Researchers have made headway towards lab based testing of one of the cutting-edge theories in fundamental physics – the Unruh effect.
When astronauts in a spacecraft undergo super strong acceleration and see the light of stars stream by, then the Unruh effect is an additional warm glow on top of the streaming light. First predicted by Canadian physicist Bill Unruh, this effect is closely related to the glow from black holes predicted by Stephen Hawking. This is because black holes strongly accelerate everything towards them.
Black holes may be thought of being entirely black, but they aren’t according to researchers. According to discovery made by Stephen Hawking, black holes should emit radiation and this is primarily because while nothing else can escape a black hole quantum fluctuations of radiation can.
Similar to how the Hawking effect needs a black hole, the Unruh effect requires enormous accelerations to produce a significant glow. The Unruh effect was therefore thought to be so weak that it would be impossible to measure with the accelerations that can be achieved in experiments with current technology.
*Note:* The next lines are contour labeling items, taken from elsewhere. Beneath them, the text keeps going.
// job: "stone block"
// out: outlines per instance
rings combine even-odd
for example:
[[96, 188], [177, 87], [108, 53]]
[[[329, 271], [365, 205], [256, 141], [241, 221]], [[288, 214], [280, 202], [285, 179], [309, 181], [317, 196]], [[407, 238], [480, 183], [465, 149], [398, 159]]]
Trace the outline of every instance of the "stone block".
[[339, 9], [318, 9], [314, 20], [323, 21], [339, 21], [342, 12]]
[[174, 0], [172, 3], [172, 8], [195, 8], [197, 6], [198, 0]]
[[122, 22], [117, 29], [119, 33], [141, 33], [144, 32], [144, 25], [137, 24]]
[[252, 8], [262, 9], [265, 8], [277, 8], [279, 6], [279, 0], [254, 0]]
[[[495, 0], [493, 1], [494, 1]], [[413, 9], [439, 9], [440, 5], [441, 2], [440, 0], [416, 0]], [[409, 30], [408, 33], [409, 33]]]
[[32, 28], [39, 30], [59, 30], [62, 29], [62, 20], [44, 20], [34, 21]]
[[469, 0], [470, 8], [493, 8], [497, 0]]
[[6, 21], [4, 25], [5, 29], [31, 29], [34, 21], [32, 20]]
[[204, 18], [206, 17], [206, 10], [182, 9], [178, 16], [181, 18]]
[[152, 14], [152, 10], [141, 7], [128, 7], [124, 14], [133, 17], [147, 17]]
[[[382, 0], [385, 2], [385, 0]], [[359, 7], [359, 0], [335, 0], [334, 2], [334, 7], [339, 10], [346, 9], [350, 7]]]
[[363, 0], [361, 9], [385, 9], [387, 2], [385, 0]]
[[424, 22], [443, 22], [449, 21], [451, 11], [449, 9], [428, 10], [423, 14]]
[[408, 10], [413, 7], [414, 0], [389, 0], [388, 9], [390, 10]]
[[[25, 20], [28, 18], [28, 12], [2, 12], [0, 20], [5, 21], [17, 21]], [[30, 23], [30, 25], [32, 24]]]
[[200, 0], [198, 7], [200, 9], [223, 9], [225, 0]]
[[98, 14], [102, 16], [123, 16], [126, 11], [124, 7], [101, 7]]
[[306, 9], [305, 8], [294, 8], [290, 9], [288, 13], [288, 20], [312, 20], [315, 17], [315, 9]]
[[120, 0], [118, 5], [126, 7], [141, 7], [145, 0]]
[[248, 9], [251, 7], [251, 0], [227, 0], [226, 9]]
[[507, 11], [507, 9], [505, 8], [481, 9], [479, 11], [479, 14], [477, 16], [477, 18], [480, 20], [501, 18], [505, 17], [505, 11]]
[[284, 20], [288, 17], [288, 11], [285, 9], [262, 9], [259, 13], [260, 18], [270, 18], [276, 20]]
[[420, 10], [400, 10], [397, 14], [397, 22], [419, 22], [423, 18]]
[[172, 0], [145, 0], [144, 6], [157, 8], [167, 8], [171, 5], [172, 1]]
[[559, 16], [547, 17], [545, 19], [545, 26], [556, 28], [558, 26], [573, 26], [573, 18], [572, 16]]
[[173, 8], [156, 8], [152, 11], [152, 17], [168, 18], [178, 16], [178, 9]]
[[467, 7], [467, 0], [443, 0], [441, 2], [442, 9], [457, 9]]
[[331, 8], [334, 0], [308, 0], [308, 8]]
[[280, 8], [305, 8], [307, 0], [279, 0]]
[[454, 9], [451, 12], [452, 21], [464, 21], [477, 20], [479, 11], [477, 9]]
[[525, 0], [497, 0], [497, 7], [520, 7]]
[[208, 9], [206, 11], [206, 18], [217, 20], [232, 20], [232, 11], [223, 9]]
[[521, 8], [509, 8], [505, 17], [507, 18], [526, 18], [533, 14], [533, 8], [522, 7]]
The research team found an innovative way to experiment on the Unruh effect through a novel use of high-intensity lasers. They discovered that shining a high-intensity laser on an accelerated particle can amplify the Unruh effect so much that it actually becomes measurable.
In an unexpected twist, the team also discovered that by delicately balancing acceleration and deceleration, one should even be able to make accelerated matter transparent.
The ability to experiment on the Unruh effect as well as on the new phenomenon of acceleration-induced transparency provide a big boost for physicists, who have long been searching for ways to unify Einstein’s theory of general relativity with quantum mechanics.